L'urgence empirique n'est pas contestable. Les données du Baromètre justifient pleinement la commande politique. Mais l'urgence elle-même contribue à calibrer la vérité produite. Quand l'adoption est massive et rapide, l'expertise n'a pas le luxe du temps long. Elle produit ce que Roger Pielke Jr. appelle dans The Honest Broker (Cambridge University Press, 2007) un « courtage honnête » des options : un élargissement du spectre de décision, exercé par un collège pluridisciplinaire plutôt que par un expert isolé. La triple co-présidence (IA computationnelle, addictologie, psychiatrie) correspond exactement à cette configuration. Le risque, identifié par Pielke lui-même, est le glissement vers la « stealth advocacy » : l'expert qui défend une position déterminée sous couvert de neutralité scientifique. Les recommandations finales diront si ce risque s'est matérialisé.
Le calendrier introuvable du rapport final
Le glissement calendaire est le fait le plus révélateur de la séquence. La lettre de mission et le communiqué gouvernemental de février 2026 annonçaient un rapport pour « le mois de mai 2026 ». Lors de la présentation du 28 mai, les co-présidents ont indiqué que le rapport final serait remis « fin septembre 2026 ». La justification rapportée par la dépêche AFP : il paraîtrait « à la veille de la réunion des ministres du Numérique du G7 ».
Cette justification pose un problème factuel documenté.
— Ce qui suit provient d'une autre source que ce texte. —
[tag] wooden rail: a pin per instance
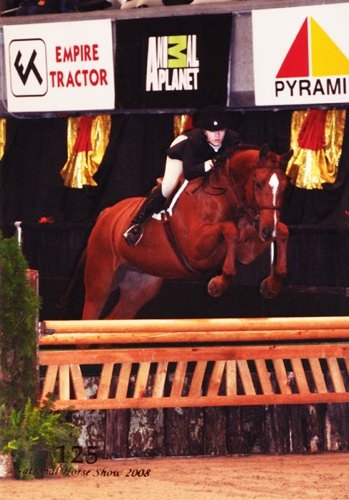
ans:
(196, 362)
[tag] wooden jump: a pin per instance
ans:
(196, 362)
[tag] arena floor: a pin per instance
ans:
(296, 477)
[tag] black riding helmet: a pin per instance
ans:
(214, 118)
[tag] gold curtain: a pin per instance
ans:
(316, 139)
(181, 123)
(87, 140)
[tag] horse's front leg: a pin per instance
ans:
(271, 286)
(220, 283)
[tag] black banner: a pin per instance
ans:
(172, 63)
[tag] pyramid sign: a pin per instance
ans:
(313, 54)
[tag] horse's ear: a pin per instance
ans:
(264, 150)
(285, 158)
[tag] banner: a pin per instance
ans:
(301, 55)
(172, 63)
(65, 66)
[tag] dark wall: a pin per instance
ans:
(31, 187)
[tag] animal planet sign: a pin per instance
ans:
(172, 63)
(59, 66)
(301, 55)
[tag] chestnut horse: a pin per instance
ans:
(230, 215)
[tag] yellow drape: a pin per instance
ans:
(320, 166)
(81, 166)
(2, 136)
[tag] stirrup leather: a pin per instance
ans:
(133, 235)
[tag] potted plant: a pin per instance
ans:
(28, 432)
(33, 436)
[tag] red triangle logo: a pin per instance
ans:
(296, 62)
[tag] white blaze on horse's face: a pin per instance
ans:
(274, 184)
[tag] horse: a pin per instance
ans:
(229, 215)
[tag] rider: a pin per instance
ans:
(193, 153)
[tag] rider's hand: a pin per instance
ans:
(222, 157)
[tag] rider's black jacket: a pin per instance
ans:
(195, 150)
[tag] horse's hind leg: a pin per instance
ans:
(136, 290)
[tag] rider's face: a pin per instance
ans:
(215, 137)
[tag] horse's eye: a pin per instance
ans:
(259, 184)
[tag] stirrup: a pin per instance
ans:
(133, 235)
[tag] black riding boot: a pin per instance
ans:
(153, 204)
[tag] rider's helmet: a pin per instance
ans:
(214, 118)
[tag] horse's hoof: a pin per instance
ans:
(269, 289)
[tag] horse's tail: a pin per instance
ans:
(71, 303)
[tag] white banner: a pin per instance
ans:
(60, 66)
(301, 55)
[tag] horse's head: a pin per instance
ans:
(264, 190)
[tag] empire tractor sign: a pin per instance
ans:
(305, 60)
(59, 66)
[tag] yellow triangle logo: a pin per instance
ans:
(327, 58)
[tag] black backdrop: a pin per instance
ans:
(31, 187)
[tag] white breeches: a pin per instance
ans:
(173, 171)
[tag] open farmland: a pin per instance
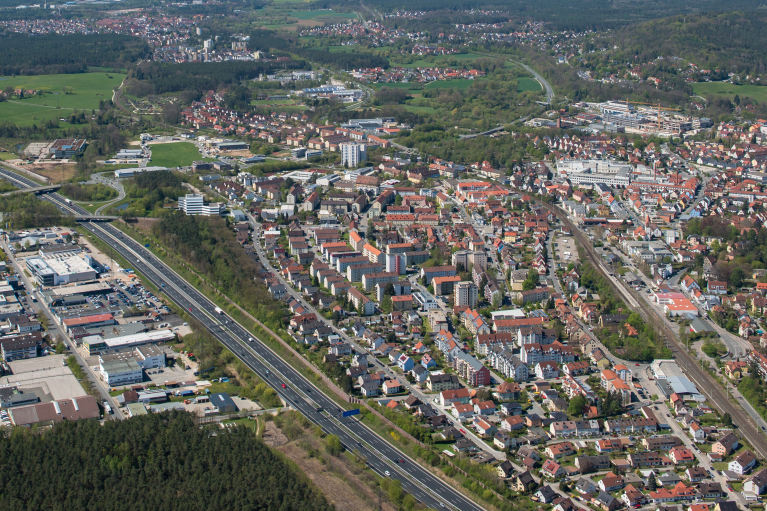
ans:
(176, 154)
(729, 90)
(528, 84)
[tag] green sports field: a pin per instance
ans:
(176, 154)
(85, 92)
(756, 92)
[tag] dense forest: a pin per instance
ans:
(561, 14)
(156, 461)
(52, 53)
(733, 41)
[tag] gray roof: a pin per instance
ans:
(682, 385)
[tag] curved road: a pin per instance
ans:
(546, 85)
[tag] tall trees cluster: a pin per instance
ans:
(22, 54)
(156, 461)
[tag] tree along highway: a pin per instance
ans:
(296, 390)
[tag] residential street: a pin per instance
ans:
(378, 366)
(54, 329)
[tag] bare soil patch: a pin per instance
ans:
(337, 482)
(273, 437)
(55, 172)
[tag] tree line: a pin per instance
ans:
(561, 14)
(212, 249)
(203, 76)
(155, 461)
(22, 54)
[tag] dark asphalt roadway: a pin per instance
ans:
(380, 456)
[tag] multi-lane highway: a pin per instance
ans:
(292, 387)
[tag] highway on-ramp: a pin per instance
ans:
(300, 393)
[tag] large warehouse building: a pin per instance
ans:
(671, 380)
(59, 271)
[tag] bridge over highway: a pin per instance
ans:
(36, 189)
(95, 218)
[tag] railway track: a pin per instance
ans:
(706, 384)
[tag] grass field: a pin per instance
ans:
(409, 86)
(420, 109)
(87, 90)
(528, 84)
(176, 154)
(756, 92)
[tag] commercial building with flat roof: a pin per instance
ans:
(121, 372)
(55, 271)
(98, 344)
(89, 321)
(79, 408)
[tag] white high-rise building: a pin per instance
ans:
(191, 204)
(352, 154)
(466, 293)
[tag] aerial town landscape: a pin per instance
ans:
(363, 256)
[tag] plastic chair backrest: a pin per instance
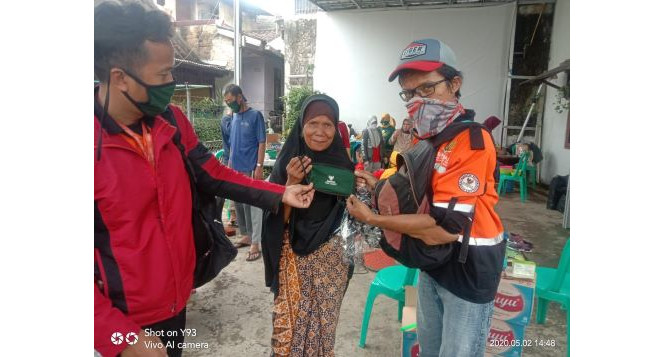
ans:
(521, 165)
(563, 269)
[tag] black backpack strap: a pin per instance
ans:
(476, 138)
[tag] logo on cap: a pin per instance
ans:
(413, 50)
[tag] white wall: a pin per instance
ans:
(556, 157)
(253, 82)
(271, 65)
(356, 51)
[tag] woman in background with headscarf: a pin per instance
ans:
(372, 143)
(302, 252)
(387, 128)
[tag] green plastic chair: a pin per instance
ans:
(219, 154)
(391, 282)
(518, 175)
(271, 153)
(553, 286)
(531, 173)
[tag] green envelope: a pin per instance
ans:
(332, 179)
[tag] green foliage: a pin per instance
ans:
(293, 103)
(206, 115)
(208, 129)
(561, 103)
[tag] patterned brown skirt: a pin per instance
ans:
(307, 307)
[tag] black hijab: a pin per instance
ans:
(311, 227)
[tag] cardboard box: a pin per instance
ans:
(514, 300)
(409, 345)
(504, 339)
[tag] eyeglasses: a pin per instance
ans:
(423, 90)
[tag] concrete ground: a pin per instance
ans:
(232, 314)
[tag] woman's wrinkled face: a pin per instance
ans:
(319, 132)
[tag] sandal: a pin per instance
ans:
(251, 256)
(241, 245)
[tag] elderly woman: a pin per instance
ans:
(303, 254)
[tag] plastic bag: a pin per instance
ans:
(359, 238)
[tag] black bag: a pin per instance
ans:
(214, 251)
(409, 191)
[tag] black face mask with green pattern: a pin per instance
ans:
(159, 96)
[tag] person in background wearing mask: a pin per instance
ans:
(247, 155)
(351, 131)
(455, 301)
(144, 252)
(386, 130)
(372, 144)
(225, 127)
(403, 139)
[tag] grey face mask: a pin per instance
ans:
(431, 116)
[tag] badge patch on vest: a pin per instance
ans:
(469, 183)
(330, 181)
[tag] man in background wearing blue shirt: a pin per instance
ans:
(225, 127)
(246, 155)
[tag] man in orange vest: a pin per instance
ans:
(455, 301)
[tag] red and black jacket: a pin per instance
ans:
(143, 240)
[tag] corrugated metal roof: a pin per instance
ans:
(338, 5)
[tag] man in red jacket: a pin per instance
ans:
(143, 240)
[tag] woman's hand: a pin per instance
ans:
(295, 171)
(298, 196)
(358, 209)
(365, 178)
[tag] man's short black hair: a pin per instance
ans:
(234, 90)
(121, 29)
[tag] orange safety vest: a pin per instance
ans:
(468, 176)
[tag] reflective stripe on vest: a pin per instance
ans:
(484, 241)
(459, 207)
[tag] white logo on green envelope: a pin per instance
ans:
(330, 181)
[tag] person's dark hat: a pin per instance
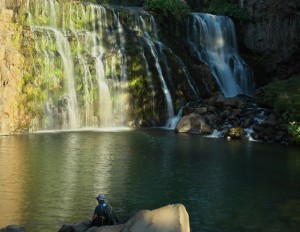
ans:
(101, 197)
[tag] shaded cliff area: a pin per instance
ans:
(271, 38)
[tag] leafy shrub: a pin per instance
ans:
(173, 8)
(284, 98)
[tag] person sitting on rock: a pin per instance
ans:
(103, 213)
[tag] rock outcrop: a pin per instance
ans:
(11, 68)
(272, 35)
(170, 218)
(233, 118)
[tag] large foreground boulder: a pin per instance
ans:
(170, 218)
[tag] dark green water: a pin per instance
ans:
(47, 180)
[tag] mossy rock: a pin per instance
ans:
(235, 133)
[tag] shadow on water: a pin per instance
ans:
(53, 178)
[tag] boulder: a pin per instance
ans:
(193, 123)
(170, 218)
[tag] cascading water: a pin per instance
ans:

La réunion des ministres du Numérique du G7, sous présidence française, s'est tenue le 29 mai 2026 à Paris, c'est-à-dire le lendemain de la présentation des recommandations préliminaires. Le sommet des chefs d'État est programmé à Évian en juin 2026. Les sources gouvernementales accessibles (Élysée, diplomatie.gouv.fr, DGE) ne documentent aucune réunion ministérielle numérique du G7 en septembre 2026. Le report de « mai » à « septembre » n'a pas non plus fait l'objet d'un communiqué officiel du CIANum, ni d'une mise à jour publique de la lettre de mission. Il repose, en l'état des sources disponibles, sur une déclaration orale des co-présidents.
Deux lectures sont possibles. La dépêche peut comporter une imprécision (le G7 numérique du 29 mai venait d'avoir lieu au moment de la déclaration). Il peut aussi exister un événement de suivi non encore publié. Dans les deux cas, le rattachement du rapport à une échéance diplomatique de septembre apparaît fragile, et cette fragilité même est analytiquement signifiante. L'expertise est sommée de se synchroniser sur un agenda politique dont la commission ne maîtrise ni le rythme ni la cohérence. Le glissement calendaire n'est pas un aléa. C'est le symptôme d'une tension structurelle entre le temps de la science (qui avance par auditions, contradictions, révisions) et le temps du politique (qui avance par échéances, annonces, G7). La vérité utilisable de Jasanoff se fabrique dans cet écart.
Le report a une conséquence opérationnelle directe. Repoussé à fin septembre, le rapport du CIANum arrivera après l'accord politique provisoire du 7 mai 2026 (dit « Omnibus numérique ») qui repousse l'application du régime « haut risque » de l'AI Act au 2 décembre 2027, et après la réunion ministérielle G7 du 29 mai. Il ne pourra donc alimenter ni la position française sur le calendrier européen, ni la déclaration G7 sur l'IA et les mineurs, qui a reconnu le 29 mai que l'IA générative peut « répliquer ou exacerber des risques déjà existants pour les mineurs ». L'expertise arrive en aval de deux séquences décisionnelles qu'elle était censée éclairer en amont.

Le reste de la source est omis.